The mom of two talked about the role education played in her home with her children, Ivy-Victoria Maurice (Coco) and Etienne Maurice, now adults. "There's never a choice. It's education, education, education. Everybody's going to college. Everybody's graduating from college. That's what we do," she says.

The Rutgers University graduate said she had to find the proper environments for her children while raising them to be their best selves. She learned early on that the school that was good for her son was not the school that was good for her daughter. The challenge of not having a great school in their neighborhood was another concern. Like Ralph, many families across the country struggle to choose adequate schools for their children.

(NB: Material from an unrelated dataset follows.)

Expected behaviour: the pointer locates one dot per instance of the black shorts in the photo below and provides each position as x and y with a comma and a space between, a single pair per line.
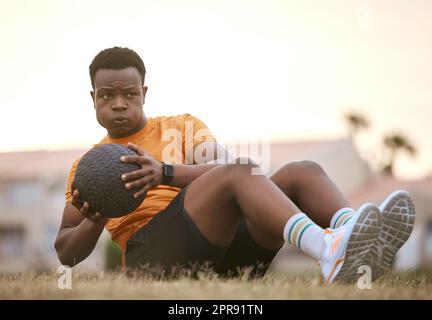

Ralph advises those parents, "You have far more influence over your children than you believe. Use your influence wisely. Use it well," says Ralph. "Be that parent who figures it out because they're watching you. We have to rise to the occasion for our position. As parents, we are the boss." She emphasized that sometimes parents may have to guide and parent other children, not just the ones they birth. The old-age proverb, "It takes a village to raise a child," hits home and reminds us that we must act as a community to provide all children with safe and healthy environments.

Ralph says it's more important now than ever that we prioritize mental health as part of the curriculum for our youth. She says resources are necessary, including counselors to check in frequently on our students. Ralph stresses that Abbott is essential right now because the characters and people caring for the students who have been marginalized, set aside, and not given the tools they need to thrive and survive are real.

She's proud and happy to be playing the role of Barbara Howard, a quintessential teacher who's been active in the community for years. "I am proud to see Barbara Howard, living and breathing on TV and getting her flowers," says Ralph.